I bring up these old memories in the context of what to my mind stands out as a crucial moment in the second half of the group stage of World Cup 2015: England’s defeat by Bangladesh in Adelaide on 9 March. England are easily the least loved team in cricket, Mike Marqusee’s book title Anyone But England pretty much summarising popular sentiment. But you have to wonder what it is about the World Cup that puts additional odds against them playing simply to form—for England, no matter how severe their sportswriters are on the team, have played quite well over the past decade. Could England, do you think, make the case that the World Cup is not their most treasured stage, that it may in fact be, say, the Ashes or a tour of India? Don’t forget that England had bundled India out 4-0 in a home Test series in 2011, following it up by winning the four-Test series in India the next year 2-1. In 2014, in India’s first five-Test series since that West Indies tour of 2002, England had India on the mat, 3-1.
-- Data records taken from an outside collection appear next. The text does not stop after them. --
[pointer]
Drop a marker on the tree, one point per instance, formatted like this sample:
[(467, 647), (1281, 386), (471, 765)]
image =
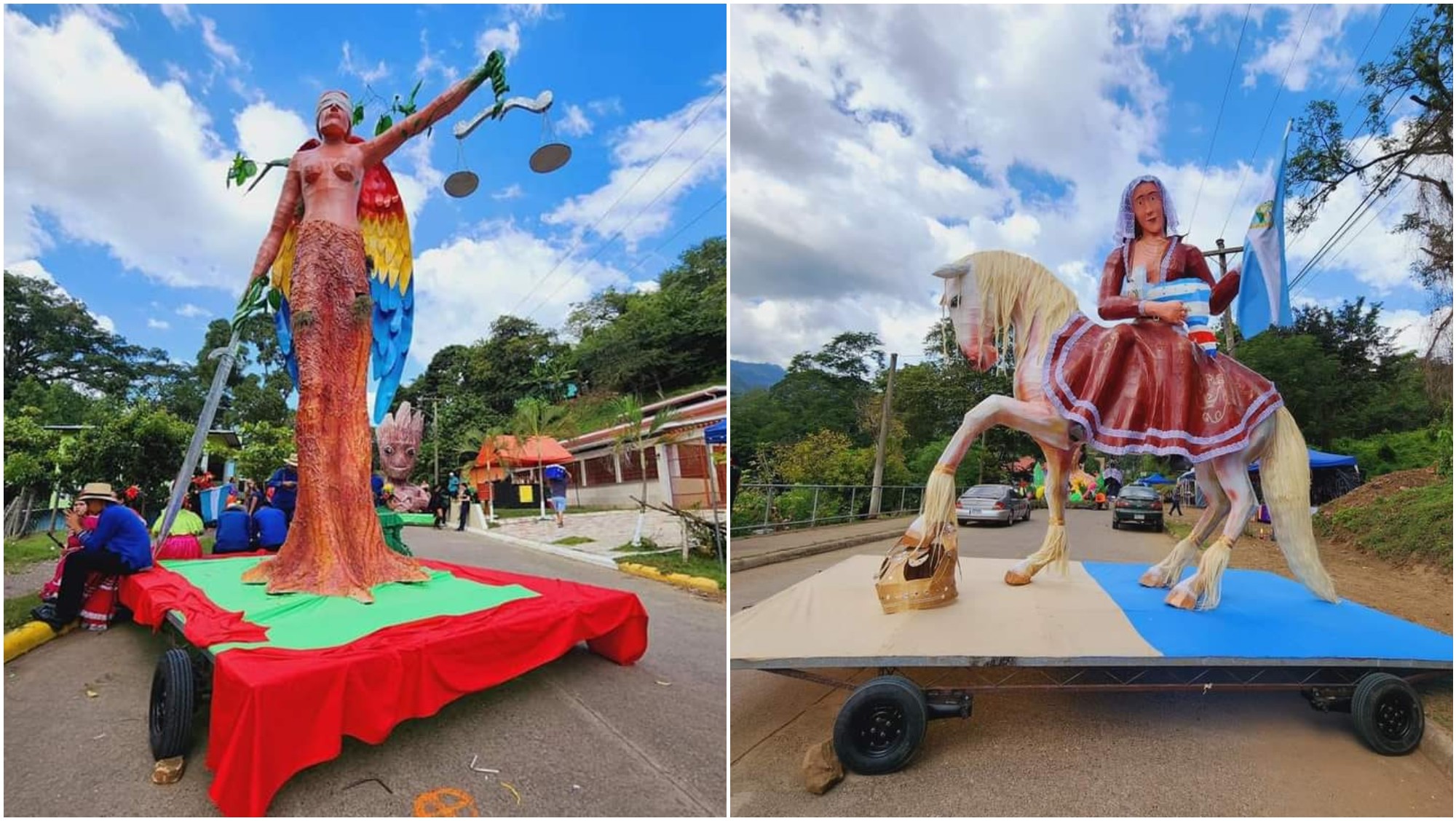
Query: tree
[(660, 341), (50, 337), (1419, 71)]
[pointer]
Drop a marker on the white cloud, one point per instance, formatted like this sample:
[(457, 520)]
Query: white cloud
[(921, 120), (576, 123), (1302, 52), (120, 162), (177, 14), (644, 207), (34, 270), (609, 107), (1415, 330), (362, 71), (464, 286), (218, 46), (505, 40)]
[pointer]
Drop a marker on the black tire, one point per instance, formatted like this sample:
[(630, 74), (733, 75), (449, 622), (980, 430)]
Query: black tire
[(882, 726), (174, 697), (1388, 714)]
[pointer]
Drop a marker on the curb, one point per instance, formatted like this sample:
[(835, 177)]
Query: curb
[(544, 548), (790, 554), (681, 580), (30, 637), (1436, 746)]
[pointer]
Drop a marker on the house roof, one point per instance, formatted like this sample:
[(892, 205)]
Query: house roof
[(695, 416)]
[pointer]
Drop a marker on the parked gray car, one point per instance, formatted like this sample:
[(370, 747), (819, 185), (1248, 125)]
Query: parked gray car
[(992, 503)]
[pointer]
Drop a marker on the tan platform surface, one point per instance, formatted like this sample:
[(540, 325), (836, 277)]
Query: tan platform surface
[(834, 619)]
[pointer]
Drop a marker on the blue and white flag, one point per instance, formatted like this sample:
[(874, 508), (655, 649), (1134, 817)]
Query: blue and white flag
[(1265, 286)]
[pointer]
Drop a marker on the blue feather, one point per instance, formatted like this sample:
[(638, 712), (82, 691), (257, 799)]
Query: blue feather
[(391, 325), (283, 324)]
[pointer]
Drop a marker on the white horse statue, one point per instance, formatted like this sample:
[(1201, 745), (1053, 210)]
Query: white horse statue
[(997, 299)]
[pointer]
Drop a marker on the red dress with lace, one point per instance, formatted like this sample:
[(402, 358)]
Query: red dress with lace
[(1145, 386)]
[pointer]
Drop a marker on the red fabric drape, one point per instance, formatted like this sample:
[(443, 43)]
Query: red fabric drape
[(277, 713)]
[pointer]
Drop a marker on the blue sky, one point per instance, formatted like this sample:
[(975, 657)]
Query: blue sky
[(123, 122), (947, 130)]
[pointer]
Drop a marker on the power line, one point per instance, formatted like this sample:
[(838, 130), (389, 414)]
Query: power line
[(604, 247), (669, 241), (1352, 74), (1227, 84), (618, 202), (1330, 261), (1267, 117)]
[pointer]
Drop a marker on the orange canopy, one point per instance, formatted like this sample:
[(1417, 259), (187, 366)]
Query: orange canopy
[(537, 452)]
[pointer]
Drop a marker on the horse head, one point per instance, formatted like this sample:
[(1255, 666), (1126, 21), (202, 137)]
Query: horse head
[(966, 305)]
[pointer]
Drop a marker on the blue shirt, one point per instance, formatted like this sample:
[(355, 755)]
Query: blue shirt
[(122, 532), (285, 497), (234, 532), (270, 528)]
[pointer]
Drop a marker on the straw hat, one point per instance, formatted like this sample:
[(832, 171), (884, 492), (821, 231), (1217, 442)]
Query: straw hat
[(98, 491)]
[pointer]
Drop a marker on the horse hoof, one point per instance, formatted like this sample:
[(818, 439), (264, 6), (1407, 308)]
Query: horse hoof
[(1155, 577), (1182, 599)]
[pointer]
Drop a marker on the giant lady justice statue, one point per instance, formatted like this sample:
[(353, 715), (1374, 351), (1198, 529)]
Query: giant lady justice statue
[(344, 267)]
At the moment, having lost four matches out of five already in the opening stage this year, England will likely not have the morale to shrug off this disaster and point to the mystery of their World Cup jinx, but those of us who love cricket could.
Bangladesh, meanwhile, have made their presence felt at World Cups, their 1999 defeat of Pakistan setting up the reward of Test status. In 2007, they famously packed off India very early. In 2011, they felled England in their encounter at Chittagong. Bangladesh may have Test status, but it is at International Cricket Council tournaments that they tend to remind the world of their potential.
Or, put another way, the smaller teams have to play out of their skins at the World Cup, beating the obvious odds to defeat a big team, to register their presence. Ireland, having crushed West Indies, eventually lost to India on 10 March, but their 259 was the highest any team had managed against India till then in this World Cup. For these teams, the highest honour will obviously be a win at the World Cup, in the glare of global attention and amid chatter about impeding a big team’s chances.
India are evidently in fine form, and the bowlers’ record of bundling out the opposition is cause for uncommon joy. But I wonder, having held the World Cup trophy four years ago, what would these young men in Dhoni’s squad count as their perfect cricketing day? In what context of bilateral tours and choice opposition, would they place their so-far brilliant cricket?